27. That's Cherry, Like the Tart

For a sweet young thing, the most sought after of all Hollywood commodities, selling yourself on the open market comes with a whisper short shelf life. At the age of twenty-six -- having survived eight long years in a town that prefers to eat us alive -- I was dangerously close to my expiration date. "It's been fun playing cops and robbers," I told Georgia May, "but I'm on a very tight schedule." Standing in line at Zankou Chicken, we looked out the window toward the Greyhound station, where a fresh busload of us ships in pretty much every hour.


"Let's eat here while the skin is still crispy," she said, pondering the overhead menu, for some unknown reason, since she already had it memorized. "Chicken Tarna, Chicken Shawerma, Chicken Kebab.  Spit-roasted, slow-roasted, flame grilled."

The Bubba Gump of the poultry world, the woman was obsessed with getting her bird on, even as my life fell to pieces on the floor. "Let's get a whole one and split it," she said. "Don't tell me you can't eat all that -- I've seen you put down a roll of cookie dough. Steamed rice or chopped salad?"

"Why aren't you listening to me? I keep saying I don't want to work for you any more and you keep bringing it back to side dishes."

"They're very cheap with the garlic sauce, you'd think it was made of crack," she said, lowering her voice. "I'll tell her she left one out of the bag so we can get some extra." Exasperated, I turned up the volume. "This was supposed to be a temp job! I want my life back!"

"Alrighty. What about your buddy?"


"She can haunt me all she wants. It's not my fault what happened to her."

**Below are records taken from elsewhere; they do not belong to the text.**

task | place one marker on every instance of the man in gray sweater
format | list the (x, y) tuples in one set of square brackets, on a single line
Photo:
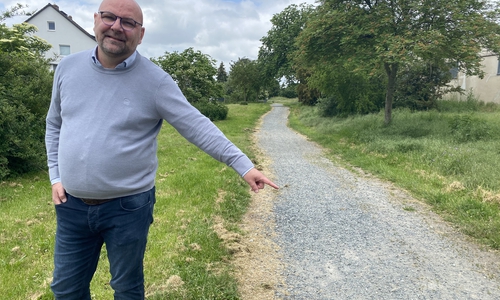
[(108, 105)]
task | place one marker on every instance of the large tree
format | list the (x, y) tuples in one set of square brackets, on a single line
[(194, 72), (364, 36), (221, 73), (245, 79), (279, 42)]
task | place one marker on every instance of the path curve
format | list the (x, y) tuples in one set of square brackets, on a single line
[(344, 235)]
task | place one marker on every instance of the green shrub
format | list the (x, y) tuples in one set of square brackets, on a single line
[(211, 109), (467, 128)]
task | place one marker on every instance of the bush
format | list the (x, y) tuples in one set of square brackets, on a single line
[(467, 128), (213, 110), (25, 88)]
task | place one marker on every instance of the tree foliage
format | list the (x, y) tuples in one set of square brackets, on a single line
[(365, 36), (245, 80), (25, 89), (221, 73), (194, 72), (279, 43)]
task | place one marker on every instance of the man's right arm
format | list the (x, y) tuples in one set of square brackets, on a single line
[(58, 193), (52, 133)]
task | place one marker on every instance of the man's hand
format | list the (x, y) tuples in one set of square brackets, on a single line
[(58, 193), (257, 180)]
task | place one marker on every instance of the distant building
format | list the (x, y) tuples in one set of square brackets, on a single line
[(486, 89), (59, 30)]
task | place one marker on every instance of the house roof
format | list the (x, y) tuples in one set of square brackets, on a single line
[(66, 16)]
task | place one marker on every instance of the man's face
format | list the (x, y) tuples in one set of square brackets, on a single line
[(114, 41)]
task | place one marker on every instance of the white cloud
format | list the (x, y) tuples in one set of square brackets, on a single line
[(225, 30)]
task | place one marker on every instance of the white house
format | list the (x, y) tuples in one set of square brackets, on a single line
[(59, 30), (486, 89)]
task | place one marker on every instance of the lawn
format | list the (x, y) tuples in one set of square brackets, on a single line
[(185, 258)]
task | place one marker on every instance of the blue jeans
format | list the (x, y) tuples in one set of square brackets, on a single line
[(122, 224)]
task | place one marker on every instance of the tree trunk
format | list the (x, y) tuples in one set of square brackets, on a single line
[(392, 70)]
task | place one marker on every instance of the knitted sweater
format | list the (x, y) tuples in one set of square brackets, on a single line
[(102, 126)]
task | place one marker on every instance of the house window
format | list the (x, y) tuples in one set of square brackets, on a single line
[(454, 73), (52, 25), (64, 50)]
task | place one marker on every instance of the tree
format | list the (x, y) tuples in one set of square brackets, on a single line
[(365, 36), (25, 89), (245, 79), (194, 72), (221, 73), (279, 42)]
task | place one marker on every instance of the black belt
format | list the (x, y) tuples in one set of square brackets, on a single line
[(95, 201)]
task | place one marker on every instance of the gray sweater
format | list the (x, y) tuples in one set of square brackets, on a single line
[(102, 126)]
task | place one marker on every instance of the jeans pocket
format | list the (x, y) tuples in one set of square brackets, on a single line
[(135, 202)]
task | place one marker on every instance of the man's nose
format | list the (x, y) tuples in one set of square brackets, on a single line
[(117, 26)]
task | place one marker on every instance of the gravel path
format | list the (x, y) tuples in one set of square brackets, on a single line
[(348, 236)]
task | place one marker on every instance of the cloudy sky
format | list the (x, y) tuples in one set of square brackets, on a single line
[(224, 29)]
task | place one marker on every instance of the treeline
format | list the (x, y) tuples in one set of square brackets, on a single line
[(356, 57), (345, 57)]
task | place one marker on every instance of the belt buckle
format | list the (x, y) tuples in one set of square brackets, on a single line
[(95, 201)]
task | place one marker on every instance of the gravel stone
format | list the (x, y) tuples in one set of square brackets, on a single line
[(345, 235)]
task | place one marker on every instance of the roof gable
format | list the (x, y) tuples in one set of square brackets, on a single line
[(66, 16)]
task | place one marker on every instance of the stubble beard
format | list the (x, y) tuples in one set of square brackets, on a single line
[(112, 47)]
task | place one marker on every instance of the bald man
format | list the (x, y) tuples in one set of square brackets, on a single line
[(108, 105)]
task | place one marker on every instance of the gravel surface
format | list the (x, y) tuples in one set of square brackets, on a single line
[(346, 235)]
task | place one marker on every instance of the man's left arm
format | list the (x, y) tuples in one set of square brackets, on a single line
[(257, 180)]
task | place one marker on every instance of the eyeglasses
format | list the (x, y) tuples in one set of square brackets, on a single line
[(109, 19)]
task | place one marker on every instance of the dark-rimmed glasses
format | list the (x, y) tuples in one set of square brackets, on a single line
[(109, 19)]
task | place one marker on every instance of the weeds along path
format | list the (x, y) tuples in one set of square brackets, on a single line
[(345, 235)]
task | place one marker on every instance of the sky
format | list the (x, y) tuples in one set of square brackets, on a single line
[(226, 30)]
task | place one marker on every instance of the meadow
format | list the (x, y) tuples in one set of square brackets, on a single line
[(447, 157), (185, 258)]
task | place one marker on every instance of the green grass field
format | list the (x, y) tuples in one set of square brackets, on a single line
[(448, 158), (185, 258)]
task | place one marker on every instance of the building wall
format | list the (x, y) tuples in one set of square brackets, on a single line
[(486, 89), (65, 33)]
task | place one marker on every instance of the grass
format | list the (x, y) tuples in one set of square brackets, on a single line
[(185, 258), (448, 157)]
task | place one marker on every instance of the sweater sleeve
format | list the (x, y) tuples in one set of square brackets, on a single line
[(52, 131), (198, 129)]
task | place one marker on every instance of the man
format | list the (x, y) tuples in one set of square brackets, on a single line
[(107, 107)]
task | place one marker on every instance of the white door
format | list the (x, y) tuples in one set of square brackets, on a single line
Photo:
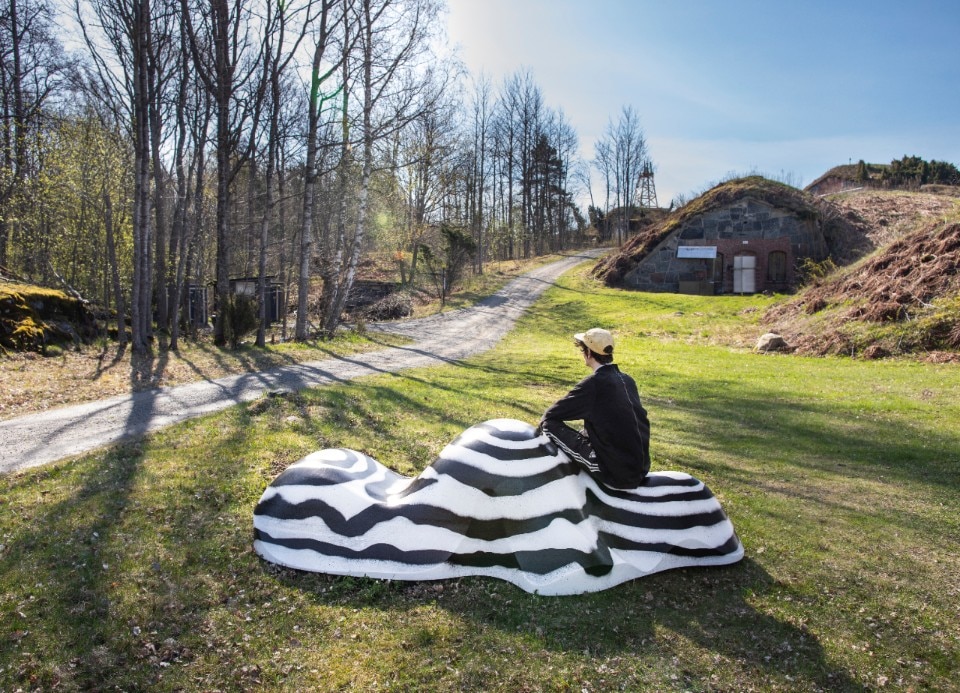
[(744, 274)]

"Not her, some photographer coming around looking for you," she said, stuffing a white paper bag with napkins. "Looked like somebody roughed him up pretty good over something or other. That's why captain was asking for you." She read the look of surprise on my face. "You think he wanted to ask for your hand in marriage?"

 "I thought he was mad at me because I'm just not up to this job."

She laughed, peeling the cellophane off a minted toothpick. "Ain't nothing to this job, Fancy Pants," she scoffed. "Just sit there and eat your chicken, try not to get too much grease on the booking sheets when somebody else brings in the bad guy. First of the month you pay your own rent instead of calling home to your daddy and crying about how his little ballerina should have been famous by now. Meanwhile, whatever you and Cap got going on, I'm here to tell you -- you ain't the first. Ain't gonna be the last, neither, so you best snap out of it and move on before your ass falls."

A couple of fresh-faced new arrivals walked past the pictures windows, toting their rolling suitcases, in the general direction of the beach. "Why do they always look so much like me and Rita getting off that bus?" I wondered aloud.

"You all look alike to me. Why don't you run out and tell them it's another thirty miles before they can dip as much as a pretty little toe in the sand. Even if they do make it, the beach belongs to some fancy movie director who's got it roped off all the way up to Santa Barbara."

"Or you want to let them work that out for their damn selves, and help me get some more garlic up in this bag?"

"Somebody killed my friend," I said, as though it just occurred to me. "You keep out of my way while I stay on long enough to figure out why -- and I'll score you a five-gallon vat of that crap right now."

She crossed her arms with a full-on eye roll, challenging me to make good on that deal. I turned to the put upon little manager at the register. "Excuse me, sir? My name is Cherry. Like the tart? I work at LAPD Hollywood Division. We girls get so hungry over there."